Jejak Kelam Korupsi yang Menyasar Dunia Pendidikan
Kasus ini bermula dari tahun 2015, ketika Arifin bersama tiga rekannya—Rohman, Asep Saifudin, dan Elvie Sukaesih—merancang sistem pemotongan terhadap dana bansos Kemendikbud yang seharusnya disalurkan kepada Majelis Taklim dan PAUD di Pandeglang. Dengan modus mengumpulkan lembaga pendidikan untuk diajukan sebagai penerima bantuan, mereka kemudian menetapkan “syarat” pencairan yang kejam: pemotongan dana hingga 60 persen.

Baca Juga: Program Makan Bergizi Gratis di Lingga Dihantui Perjanjian Bermasalah
Yang membuat kasus ini begitu memilukan adalah sasaran korban yang mereka pilih: lembaga-lembaga pendidikan dasar dan keagamaan yang seharusnya menjadi penopang masa depan bangsa. Dana sebesar Rp306 juta yang dicairkan untuk 22 lembaga di Pandeglang ternyata hanya menyisakan Rp76,5 juta yang benar-benar sampai ke tangan penerima manfaat. Artinya, sekitar Rp230 juta habis dikavling oleh para terdakwa.

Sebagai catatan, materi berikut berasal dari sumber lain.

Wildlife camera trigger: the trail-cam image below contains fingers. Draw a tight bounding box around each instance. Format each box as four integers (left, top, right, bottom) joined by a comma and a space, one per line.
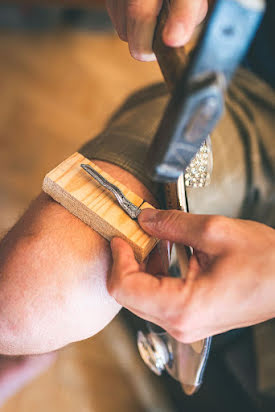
106, 0, 127, 41
138, 209, 230, 255
163, 0, 208, 47
125, 0, 162, 61
108, 239, 193, 322
106, 0, 208, 61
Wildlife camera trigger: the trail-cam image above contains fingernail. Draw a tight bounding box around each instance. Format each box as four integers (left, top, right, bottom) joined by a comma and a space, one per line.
138, 209, 158, 226
163, 23, 185, 47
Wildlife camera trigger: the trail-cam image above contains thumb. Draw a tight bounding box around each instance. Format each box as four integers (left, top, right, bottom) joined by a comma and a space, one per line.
138, 209, 226, 253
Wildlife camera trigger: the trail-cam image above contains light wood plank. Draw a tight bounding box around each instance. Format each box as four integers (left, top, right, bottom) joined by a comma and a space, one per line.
43, 152, 160, 262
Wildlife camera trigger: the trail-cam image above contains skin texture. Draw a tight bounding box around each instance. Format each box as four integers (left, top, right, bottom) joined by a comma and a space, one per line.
0, 161, 157, 355
106, 0, 208, 61
108, 209, 275, 343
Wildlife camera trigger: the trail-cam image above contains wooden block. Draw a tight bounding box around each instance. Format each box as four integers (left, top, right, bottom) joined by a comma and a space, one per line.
43, 152, 160, 262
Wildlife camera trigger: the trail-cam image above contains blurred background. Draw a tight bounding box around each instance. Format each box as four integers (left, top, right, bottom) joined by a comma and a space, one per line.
0, 0, 177, 412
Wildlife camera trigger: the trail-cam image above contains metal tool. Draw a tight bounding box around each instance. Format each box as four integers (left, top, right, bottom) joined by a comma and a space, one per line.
146, 0, 265, 182
80, 163, 144, 219
137, 174, 212, 395
138, 0, 265, 395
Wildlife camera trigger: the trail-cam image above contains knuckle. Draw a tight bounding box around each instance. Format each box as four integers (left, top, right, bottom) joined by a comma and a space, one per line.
160, 210, 181, 233
126, 0, 159, 21
202, 216, 228, 239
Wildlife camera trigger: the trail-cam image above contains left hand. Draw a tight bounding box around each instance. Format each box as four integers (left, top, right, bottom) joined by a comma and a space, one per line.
106, 0, 208, 61
108, 209, 275, 343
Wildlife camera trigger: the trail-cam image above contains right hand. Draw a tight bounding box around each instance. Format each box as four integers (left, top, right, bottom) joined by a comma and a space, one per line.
108, 209, 275, 343
106, 0, 208, 61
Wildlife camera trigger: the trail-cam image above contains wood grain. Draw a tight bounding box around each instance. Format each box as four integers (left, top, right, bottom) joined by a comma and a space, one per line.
43, 152, 160, 262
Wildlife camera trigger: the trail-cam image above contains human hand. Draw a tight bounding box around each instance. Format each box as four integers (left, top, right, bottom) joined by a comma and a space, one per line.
108, 209, 275, 343
0, 161, 154, 355
106, 0, 208, 61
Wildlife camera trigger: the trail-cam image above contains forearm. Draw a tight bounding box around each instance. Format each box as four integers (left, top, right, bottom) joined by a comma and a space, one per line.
0, 161, 157, 354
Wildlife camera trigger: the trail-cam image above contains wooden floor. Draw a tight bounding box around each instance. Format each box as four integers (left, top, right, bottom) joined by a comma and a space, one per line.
0, 31, 176, 412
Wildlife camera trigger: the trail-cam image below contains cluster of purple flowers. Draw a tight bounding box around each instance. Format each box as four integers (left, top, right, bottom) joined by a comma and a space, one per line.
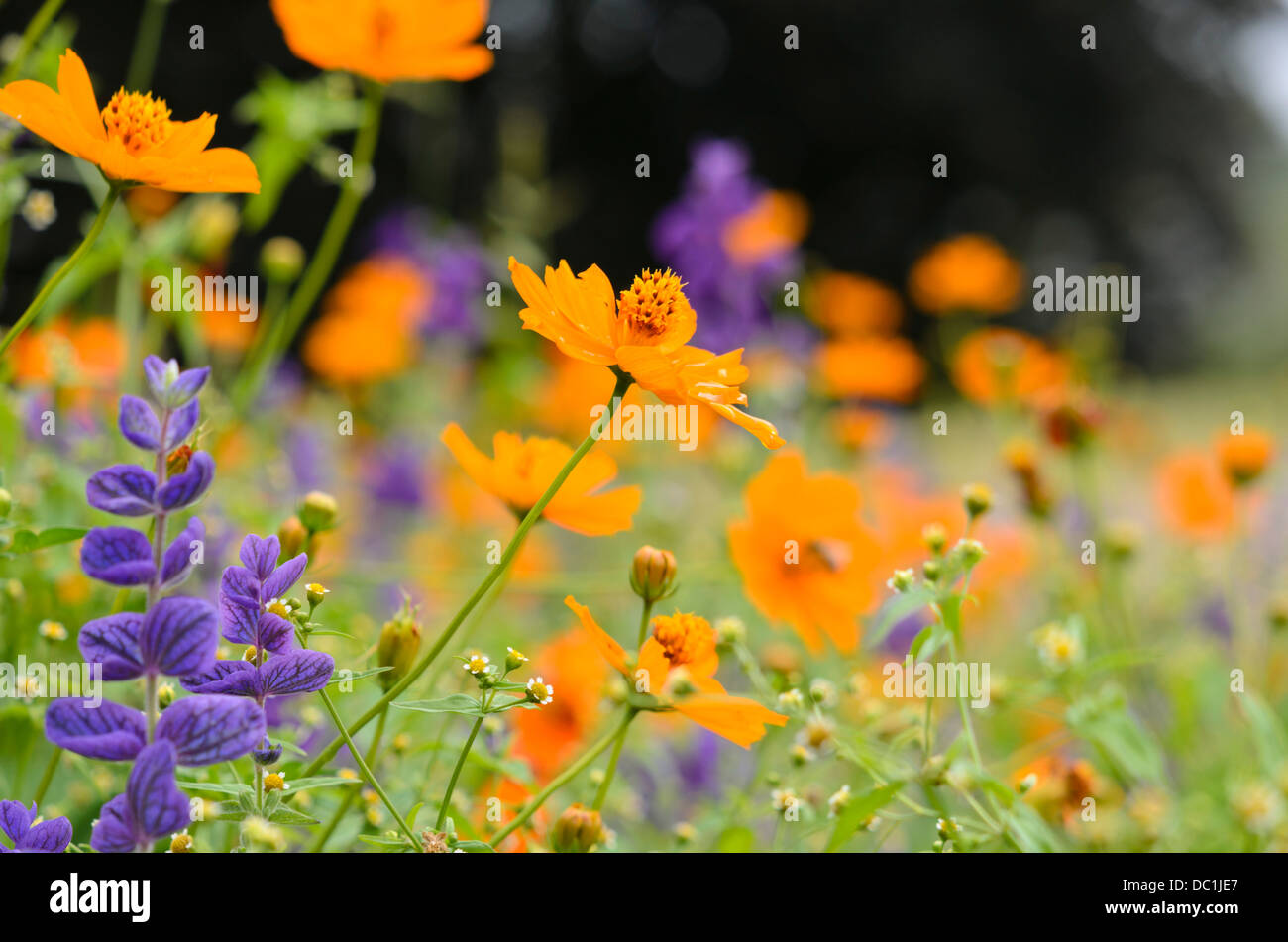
652, 139, 799, 350
45, 357, 265, 852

Buron Lima Tahun: Sebuah Ejekan terhadap Sistem Peradilan
Fakta bahwa Arifin sempat buron selama lima tahun setelah ditetapkan sebagai tersangka menimbulkan pertanyaan mendasar tentang keseriusan penegak hukum dalam mengejar koruptor. Bagaimana mungkin seorang tersangka kasus korupsi yang merugikan negara dan masyarakat rentan bisa menghilang dari radar hukum selama setengah dekade?
Masa buron yang panjang ini bukan hanya memperpanjang penderitaan para korban—para pengelola PAUD dan Majelis Taklim yang seharusnya mendapat bantuan—tetapi juga mengirim pesan keliru bahwa pelaku korupsi masih memiliki ruang untuk bermain dengan waktu.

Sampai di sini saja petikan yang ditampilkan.